Vamos falar sobre maconha?

Uso da maconha. Pronto, basta se falar o termo para as reações serem as mais diversas possíveis, seja o aceno positivo de parte da população que lembra dos efeitos terapêuticos da erva e dos que veem na legalização/descriminalização uma redução no tráfico de drogas e violência ligadas a esta prática; seja a feição de desaprovação dos que acreditam que a maconha é a porta de entrada para drogas mais pesadas e que a “liberação” provocaria um aumento no número de usuários.
Entretanto, o importante mesmo, é que a sociedade brasileira enfrente o debate sobre a questão e encare de uma vez por todas uma realidade que esta na sua frente e ela não quer ver.

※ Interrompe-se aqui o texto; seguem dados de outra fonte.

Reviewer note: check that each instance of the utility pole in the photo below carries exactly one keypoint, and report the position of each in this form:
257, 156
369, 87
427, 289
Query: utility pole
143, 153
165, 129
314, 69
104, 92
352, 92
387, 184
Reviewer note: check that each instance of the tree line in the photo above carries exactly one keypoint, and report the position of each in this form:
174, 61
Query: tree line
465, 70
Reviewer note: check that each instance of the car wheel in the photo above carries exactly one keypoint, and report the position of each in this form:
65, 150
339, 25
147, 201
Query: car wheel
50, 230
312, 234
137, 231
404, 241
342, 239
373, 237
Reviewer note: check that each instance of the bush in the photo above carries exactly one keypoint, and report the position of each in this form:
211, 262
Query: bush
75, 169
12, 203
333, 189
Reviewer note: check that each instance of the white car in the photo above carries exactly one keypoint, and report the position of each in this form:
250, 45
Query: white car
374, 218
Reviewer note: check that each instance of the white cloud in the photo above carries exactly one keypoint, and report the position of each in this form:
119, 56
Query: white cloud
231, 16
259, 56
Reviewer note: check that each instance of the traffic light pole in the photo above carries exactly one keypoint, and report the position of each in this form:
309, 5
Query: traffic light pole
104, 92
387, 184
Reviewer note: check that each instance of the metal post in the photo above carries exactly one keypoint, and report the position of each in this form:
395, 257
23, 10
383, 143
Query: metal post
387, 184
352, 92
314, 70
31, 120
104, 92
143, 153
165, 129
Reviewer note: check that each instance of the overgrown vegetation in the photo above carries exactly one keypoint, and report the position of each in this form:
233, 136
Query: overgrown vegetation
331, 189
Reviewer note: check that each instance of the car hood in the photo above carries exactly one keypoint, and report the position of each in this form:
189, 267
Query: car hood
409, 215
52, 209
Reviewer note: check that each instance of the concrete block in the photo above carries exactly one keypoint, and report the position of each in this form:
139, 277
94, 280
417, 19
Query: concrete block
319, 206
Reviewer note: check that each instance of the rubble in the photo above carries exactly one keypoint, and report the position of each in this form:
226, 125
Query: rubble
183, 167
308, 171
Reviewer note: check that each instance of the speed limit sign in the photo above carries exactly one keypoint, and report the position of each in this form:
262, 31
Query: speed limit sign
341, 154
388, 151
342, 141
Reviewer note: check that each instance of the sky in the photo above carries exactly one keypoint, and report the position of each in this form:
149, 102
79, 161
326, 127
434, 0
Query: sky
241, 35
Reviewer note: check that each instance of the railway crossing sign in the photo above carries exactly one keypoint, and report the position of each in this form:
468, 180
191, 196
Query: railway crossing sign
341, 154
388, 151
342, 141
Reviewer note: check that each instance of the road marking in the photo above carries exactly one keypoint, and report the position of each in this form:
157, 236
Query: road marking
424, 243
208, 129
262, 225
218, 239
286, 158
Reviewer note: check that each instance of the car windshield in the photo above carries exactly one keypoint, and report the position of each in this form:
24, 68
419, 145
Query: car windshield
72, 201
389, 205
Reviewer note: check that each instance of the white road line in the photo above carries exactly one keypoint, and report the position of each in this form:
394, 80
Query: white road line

E é para contribuir com esta discussão que o Pensar Piauí inicia uma série sobre o tema.
É lugar comum que maconha hoje no Brasil é peça da criminosa engrenagem do tráfico de drogas e que o modelo de repressão a esta prática é ineficaz e levou o Brasil ao sétimo lugar entre os que mais matam e a terceira população prisional do mundo.
Esses dados foram apresentados recentemente durante a Marcha da Maconha, realizada em todo o País, que também protestou contra prisões e mortes decorrentes da guerra das drogas.
Segundo uma das organizadoras da marcha no estado de São Paulo, Gabriela Moncau, a intenção foi discutir com a sociedade os efeitos da política de proibição das drogas que já se mostrou ineficaz em cumprir o seu papel de controlar o uso de substâncias ilícitas e que a cada ano estão mais acessíveis a toda população, principalmente aos jovens.
Segundo dados do Ministério da Justiça a população carcerária do Brasil em 2012, era de 515.482 pessoas presas para apenas 303.741 vagas, deficit de 211.741 vagas, sendo que 38% desta população encontra-se em situação provisória.
O Brasil já é o quarto país que mais encarcera no mundo e, mesmo assim, convive com taxas de criminalidade muito altas. Também é importante apontar que a maioria das pessoas encarceradas no Brasil foi presa pela prática do crime de tráfico de drogas. Entre os homens presos 25%, o foram por causa do tráfico e, entre as mulheres, a porcentagem dispara, 63% das mulheres presas respondem por tráfico de drogas. Ressalte-se, porém, que esses dados não levaram em conta a maior população carcerária do país, pois o Estado de São Paulo não forneceu os seus dados ao Ministério da Justiça.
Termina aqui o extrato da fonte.